[FLINK-39482][filesystem] Support configurable maxConnections in S3ClientProvider#27970
[FLINK-39482][filesystem] Support configurable maxConnections in S3ClientProvider#27970Samrat002 wants to merge 3 commits intoapache:masterfrom
Conversation
|
@gaborgsomogyi PTAL |
| config.set(NativeS3FileSystemFactory.BULK_COPY_MAX_CONCURRENT, 32); | ||
| config.set(NativeS3FileSystemFactory.MAX_CONNECTIONS, 10); |
There was a problem hiding this comment.
Just for my own understanding.
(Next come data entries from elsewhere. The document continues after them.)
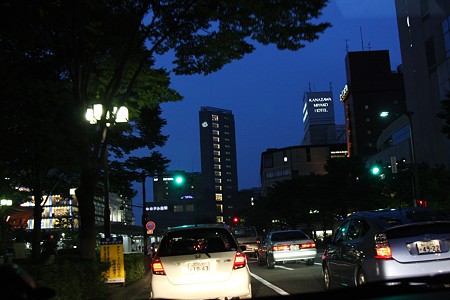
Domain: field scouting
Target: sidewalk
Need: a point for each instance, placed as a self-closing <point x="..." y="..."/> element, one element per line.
<point x="138" y="290"/>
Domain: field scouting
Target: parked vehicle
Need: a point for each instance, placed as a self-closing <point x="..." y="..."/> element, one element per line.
<point x="247" y="236"/>
<point x="286" y="246"/>
<point x="200" y="262"/>
<point x="387" y="245"/>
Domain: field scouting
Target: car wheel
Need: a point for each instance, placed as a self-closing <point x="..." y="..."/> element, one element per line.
<point x="270" y="263"/>
<point x="360" y="277"/>
<point x="326" y="278"/>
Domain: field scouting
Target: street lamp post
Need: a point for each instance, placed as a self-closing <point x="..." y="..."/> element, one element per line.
<point x="118" y="115"/>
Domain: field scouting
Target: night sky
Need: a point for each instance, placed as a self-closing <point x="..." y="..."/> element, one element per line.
<point x="265" y="89"/>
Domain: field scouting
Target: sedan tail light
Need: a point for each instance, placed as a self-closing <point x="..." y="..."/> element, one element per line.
<point x="240" y="261"/>
<point x="382" y="247"/>
<point x="157" y="267"/>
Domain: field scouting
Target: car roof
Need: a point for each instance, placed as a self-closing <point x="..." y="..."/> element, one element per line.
<point x="386" y="218"/>
<point x="197" y="226"/>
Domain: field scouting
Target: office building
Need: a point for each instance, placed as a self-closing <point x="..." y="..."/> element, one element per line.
<point x="424" y="34"/>
<point x="286" y="163"/>
<point x="371" y="88"/>
<point x="219" y="165"/>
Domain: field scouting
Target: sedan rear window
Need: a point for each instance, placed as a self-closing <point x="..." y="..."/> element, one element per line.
<point x="289" y="236"/>
<point x="204" y="240"/>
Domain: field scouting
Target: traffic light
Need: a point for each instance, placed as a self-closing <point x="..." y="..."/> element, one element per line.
<point x="422" y="203"/>
<point x="375" y="170"/>
<point x="179" y="180"/>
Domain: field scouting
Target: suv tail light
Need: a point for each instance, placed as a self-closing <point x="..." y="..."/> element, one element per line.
<point x="157" y="267"/>
<point x="240" y="261"/>
<point x="382" y="247"/>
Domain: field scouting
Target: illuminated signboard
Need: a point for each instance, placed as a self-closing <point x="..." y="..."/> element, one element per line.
<point x="318" y="108"/>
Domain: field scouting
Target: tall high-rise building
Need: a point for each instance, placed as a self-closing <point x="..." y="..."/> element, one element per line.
<point x="424" y="34"/>
<point x="219" y="163"/>
<point x="372" y="87"/>
<point x="319" y="120"/>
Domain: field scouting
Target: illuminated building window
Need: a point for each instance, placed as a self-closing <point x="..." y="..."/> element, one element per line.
<point x="178" y="208"/>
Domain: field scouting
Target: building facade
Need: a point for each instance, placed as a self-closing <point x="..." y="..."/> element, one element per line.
<point x="286" y="163"/>
<point x="424" y="34"/>
<point x="219" y="163"/>
<point x="372" y="88"/>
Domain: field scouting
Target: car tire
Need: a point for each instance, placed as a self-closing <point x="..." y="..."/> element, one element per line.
<point x="326" y="278"/>
<point x="270" y="262"/>
<point x="360" y="277"/>
<point x="310" y="262"/>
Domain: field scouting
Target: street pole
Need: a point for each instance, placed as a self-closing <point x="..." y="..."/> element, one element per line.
<point x="414" y="178"/>
<point x="107" y="212"/>
<point x="143" y="217"/>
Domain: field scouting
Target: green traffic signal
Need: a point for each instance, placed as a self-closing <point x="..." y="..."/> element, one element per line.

BULK_COPY_MAX_CONCURRENT drives bulk operation concurrency but then what exactly MAX_CONNECTIONS drives (I read the config explanation but that's a bit cloudy)?
There was a problem hiding this comment.
They operate at different layers:
-
s3.connection.max- the HTTP connection pool size in the underlying HTTP clients (Apache for sync ops, Netty for async ops). This is a shared pool: every S3 API call, like GetObject, PutObject, HeadObject, ListObjectsV2, etc., borrows a connection from it and returns it when done. This maps directly to
https://github.com/apache/flink/blob/FLINK-39482/flink-filesystems/flink-s3-fs-native/src/main/java/org/apache/flink/fs/s3native/S3ClientProvider.java#L391 on the Netty async
client and maxConnections on the Apache sync client. -
s3.bulk-copy.max-concurrent- how many S3 download operations NativeS3BulkCopyHelper fires in parallel during state restore (the batch size in copyFiles).
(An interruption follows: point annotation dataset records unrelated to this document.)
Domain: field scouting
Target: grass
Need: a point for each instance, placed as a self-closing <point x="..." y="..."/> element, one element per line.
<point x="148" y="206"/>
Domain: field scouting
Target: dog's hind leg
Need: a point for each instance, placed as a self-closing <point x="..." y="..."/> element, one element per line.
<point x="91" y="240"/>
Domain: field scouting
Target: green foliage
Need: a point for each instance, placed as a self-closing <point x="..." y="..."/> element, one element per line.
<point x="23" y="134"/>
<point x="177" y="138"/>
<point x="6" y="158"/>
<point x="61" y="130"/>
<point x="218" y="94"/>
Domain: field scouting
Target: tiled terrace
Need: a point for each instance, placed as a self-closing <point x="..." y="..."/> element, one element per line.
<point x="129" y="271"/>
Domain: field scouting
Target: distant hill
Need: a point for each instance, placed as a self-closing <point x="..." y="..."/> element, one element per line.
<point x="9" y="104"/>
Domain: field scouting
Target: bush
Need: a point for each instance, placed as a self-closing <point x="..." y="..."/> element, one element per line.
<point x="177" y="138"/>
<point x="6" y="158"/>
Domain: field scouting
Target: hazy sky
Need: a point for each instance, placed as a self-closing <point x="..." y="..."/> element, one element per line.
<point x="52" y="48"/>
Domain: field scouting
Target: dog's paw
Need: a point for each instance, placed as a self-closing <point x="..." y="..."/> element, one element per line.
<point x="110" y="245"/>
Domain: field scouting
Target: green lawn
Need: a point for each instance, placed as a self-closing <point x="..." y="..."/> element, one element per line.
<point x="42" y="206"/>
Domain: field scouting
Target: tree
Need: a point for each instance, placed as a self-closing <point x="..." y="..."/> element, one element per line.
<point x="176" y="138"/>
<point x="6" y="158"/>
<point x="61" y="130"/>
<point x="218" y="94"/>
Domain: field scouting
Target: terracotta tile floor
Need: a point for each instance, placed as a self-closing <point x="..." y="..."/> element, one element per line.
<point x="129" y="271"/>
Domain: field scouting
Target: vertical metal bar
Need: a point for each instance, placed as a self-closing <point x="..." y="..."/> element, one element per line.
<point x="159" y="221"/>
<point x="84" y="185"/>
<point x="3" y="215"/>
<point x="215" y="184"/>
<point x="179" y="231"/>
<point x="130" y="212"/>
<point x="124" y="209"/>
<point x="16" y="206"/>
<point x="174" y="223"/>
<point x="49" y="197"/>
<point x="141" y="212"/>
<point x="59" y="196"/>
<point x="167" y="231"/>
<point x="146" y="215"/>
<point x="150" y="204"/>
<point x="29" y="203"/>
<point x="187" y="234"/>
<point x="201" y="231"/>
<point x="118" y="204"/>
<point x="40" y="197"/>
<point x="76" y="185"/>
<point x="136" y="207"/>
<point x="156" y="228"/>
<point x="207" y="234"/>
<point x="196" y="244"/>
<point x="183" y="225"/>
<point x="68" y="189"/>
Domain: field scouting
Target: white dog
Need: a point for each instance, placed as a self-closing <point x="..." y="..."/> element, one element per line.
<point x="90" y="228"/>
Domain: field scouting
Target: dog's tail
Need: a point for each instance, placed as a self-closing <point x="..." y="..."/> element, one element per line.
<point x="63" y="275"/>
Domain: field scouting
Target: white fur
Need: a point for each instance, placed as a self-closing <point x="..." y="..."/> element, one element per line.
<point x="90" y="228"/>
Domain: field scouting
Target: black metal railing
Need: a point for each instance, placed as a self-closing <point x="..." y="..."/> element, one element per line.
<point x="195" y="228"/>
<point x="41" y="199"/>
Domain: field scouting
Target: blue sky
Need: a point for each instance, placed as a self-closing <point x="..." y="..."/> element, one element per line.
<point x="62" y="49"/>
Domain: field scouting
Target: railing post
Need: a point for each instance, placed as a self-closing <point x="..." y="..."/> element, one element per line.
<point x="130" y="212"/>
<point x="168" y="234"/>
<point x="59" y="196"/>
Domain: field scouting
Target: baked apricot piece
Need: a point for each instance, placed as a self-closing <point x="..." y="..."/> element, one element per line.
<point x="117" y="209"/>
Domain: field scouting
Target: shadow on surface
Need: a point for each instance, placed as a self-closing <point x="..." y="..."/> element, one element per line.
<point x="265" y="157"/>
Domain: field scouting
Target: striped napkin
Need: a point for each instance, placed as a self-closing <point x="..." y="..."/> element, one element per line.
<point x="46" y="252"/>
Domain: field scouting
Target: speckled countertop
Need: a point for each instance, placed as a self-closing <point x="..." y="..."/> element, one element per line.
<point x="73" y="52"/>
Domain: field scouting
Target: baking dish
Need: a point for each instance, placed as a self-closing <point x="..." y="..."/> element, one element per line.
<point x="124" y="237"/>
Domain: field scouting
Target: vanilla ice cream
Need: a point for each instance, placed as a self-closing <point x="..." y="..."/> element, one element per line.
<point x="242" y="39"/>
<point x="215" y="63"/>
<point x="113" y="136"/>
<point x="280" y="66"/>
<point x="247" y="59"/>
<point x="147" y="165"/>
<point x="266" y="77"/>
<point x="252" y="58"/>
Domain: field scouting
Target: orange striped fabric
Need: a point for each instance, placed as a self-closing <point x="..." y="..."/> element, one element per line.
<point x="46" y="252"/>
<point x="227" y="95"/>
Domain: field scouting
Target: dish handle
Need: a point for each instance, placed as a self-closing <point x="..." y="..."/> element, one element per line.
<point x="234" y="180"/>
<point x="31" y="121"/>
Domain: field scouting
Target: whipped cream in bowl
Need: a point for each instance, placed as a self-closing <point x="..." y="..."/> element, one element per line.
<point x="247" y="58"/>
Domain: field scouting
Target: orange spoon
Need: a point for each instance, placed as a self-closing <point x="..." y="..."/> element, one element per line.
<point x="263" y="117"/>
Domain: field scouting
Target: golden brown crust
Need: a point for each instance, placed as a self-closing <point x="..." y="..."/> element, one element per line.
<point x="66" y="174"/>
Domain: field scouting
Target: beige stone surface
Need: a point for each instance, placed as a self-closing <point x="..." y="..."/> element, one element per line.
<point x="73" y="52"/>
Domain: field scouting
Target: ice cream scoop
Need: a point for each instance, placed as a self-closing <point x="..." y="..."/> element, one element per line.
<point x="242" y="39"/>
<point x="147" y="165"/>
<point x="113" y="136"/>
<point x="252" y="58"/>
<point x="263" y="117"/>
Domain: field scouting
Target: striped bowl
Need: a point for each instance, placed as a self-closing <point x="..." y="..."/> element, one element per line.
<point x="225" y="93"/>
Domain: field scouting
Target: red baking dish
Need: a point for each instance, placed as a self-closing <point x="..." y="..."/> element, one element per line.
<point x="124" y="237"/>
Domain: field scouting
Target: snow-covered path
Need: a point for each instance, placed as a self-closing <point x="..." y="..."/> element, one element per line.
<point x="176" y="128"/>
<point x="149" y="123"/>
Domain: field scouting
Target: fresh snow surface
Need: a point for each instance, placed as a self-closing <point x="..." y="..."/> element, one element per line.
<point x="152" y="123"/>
The root cause of FLINK-39482: these two layers interact because S3TransferManager uses multipart downloads for files > 8MB, each part is a separate HTTP connection from the shared pool. So maxConcurrentCopies=16 files × ~4 parts each = ~64 HTTP connections needed, but the pool only has 50 → acquire timeout → opaque SdkClientException.
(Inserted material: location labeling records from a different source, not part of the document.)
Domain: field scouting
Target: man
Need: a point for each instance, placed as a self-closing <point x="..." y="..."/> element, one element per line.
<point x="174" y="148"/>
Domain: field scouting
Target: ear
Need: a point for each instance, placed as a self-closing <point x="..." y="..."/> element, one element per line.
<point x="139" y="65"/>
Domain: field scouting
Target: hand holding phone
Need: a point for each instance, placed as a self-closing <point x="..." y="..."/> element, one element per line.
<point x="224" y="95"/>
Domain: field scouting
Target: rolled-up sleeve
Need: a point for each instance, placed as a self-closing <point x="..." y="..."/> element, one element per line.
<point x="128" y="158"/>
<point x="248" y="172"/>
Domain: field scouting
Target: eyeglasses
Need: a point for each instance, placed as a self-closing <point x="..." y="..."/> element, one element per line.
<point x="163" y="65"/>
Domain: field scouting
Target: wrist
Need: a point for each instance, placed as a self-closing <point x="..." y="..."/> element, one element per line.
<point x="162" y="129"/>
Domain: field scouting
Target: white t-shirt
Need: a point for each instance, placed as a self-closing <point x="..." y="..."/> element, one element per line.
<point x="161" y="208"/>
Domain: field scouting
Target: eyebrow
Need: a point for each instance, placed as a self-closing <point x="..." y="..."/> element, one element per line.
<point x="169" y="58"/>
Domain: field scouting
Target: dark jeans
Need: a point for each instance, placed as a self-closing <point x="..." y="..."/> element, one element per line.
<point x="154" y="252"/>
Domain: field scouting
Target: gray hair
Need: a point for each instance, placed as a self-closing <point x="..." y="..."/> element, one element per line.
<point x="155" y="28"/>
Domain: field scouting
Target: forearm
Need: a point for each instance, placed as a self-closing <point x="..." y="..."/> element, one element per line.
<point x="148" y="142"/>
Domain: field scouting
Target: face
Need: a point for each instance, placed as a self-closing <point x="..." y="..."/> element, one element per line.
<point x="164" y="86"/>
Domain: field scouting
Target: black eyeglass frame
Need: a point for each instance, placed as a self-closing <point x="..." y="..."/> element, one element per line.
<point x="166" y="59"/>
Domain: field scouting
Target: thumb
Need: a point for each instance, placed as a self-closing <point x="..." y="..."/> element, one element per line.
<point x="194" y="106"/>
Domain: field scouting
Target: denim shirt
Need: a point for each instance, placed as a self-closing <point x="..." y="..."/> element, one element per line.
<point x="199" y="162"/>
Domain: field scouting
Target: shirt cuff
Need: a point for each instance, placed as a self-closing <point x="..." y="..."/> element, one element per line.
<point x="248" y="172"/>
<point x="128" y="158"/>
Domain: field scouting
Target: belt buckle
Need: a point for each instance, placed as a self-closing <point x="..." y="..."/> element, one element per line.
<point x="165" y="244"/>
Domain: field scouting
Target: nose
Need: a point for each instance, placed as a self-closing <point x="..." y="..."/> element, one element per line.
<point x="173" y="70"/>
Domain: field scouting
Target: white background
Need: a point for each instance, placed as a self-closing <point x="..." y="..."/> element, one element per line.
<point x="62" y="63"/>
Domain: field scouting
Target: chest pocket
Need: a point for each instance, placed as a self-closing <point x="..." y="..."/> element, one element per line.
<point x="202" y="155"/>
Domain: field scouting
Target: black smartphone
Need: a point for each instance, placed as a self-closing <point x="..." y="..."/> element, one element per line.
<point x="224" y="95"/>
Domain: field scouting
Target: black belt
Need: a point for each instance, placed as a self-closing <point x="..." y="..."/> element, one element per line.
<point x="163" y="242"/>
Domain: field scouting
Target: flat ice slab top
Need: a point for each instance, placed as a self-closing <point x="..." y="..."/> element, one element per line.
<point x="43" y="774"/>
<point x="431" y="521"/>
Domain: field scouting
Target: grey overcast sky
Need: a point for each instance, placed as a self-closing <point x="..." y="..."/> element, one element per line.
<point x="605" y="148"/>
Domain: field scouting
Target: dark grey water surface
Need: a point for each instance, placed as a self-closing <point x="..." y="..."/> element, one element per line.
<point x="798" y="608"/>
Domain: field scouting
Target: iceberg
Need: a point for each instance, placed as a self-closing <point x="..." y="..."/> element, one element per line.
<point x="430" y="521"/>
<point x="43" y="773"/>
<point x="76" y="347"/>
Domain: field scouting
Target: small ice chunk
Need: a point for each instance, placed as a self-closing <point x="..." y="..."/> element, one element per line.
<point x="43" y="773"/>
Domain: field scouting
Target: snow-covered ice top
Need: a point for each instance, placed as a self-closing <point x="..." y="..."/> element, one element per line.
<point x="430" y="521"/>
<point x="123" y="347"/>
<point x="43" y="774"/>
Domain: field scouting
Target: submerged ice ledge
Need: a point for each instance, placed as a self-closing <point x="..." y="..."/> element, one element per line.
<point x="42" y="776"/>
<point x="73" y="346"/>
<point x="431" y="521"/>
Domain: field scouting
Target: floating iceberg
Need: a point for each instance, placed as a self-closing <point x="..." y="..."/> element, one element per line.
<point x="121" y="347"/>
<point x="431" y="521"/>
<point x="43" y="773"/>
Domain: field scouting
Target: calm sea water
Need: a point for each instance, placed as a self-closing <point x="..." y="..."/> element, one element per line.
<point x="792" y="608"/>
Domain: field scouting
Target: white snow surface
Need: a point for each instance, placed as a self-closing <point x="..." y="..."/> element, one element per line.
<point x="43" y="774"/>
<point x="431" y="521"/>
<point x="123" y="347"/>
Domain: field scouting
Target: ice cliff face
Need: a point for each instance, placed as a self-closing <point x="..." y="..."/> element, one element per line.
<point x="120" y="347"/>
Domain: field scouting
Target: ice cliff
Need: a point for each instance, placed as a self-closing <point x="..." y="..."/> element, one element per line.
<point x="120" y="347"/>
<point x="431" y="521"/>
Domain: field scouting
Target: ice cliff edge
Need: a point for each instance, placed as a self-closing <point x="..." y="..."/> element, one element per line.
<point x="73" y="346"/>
Does this configuration make sense, or are there any suggestions to simplify it?
…est, rename method and use key
|
After the nit fix + other comments resolution it's good to go from my perspective. |
|
Intended to merge this unless comments arrive |
What is the purpose of the change
This pull request prevents S3 connection pool exhaustion during RocksDB state restore when using the Native S3 filesystem. When NativeS3BulkCopyHelper fires concurrent downloads via S3TransferManager, each multipart download can consume multiple HTTP connections. With the default pool size of 50 and a batch concurrency of 16, the pool can be exhausted, causing downloads to hang until the SDK's acquire timeout expires. This results in opaque SdkClientException failures during checkpoint restore.
The fix introduces a configurable s3.connection.max option, clamps s3.bulk-copy.max-concurrent to the connection pool size, raises the connection acquisition timeout from the SDK default to the user-configured connection timeout
Brief change log
Added configurable maxConnections.
Unit tests for connection pool exhautions
Verifying this change
chains, as well as false-positive resistance
factory
end-to-end through factory → filesystem → bulk copy helper
Does this pull request potentially affect one of the following parts:
Documentation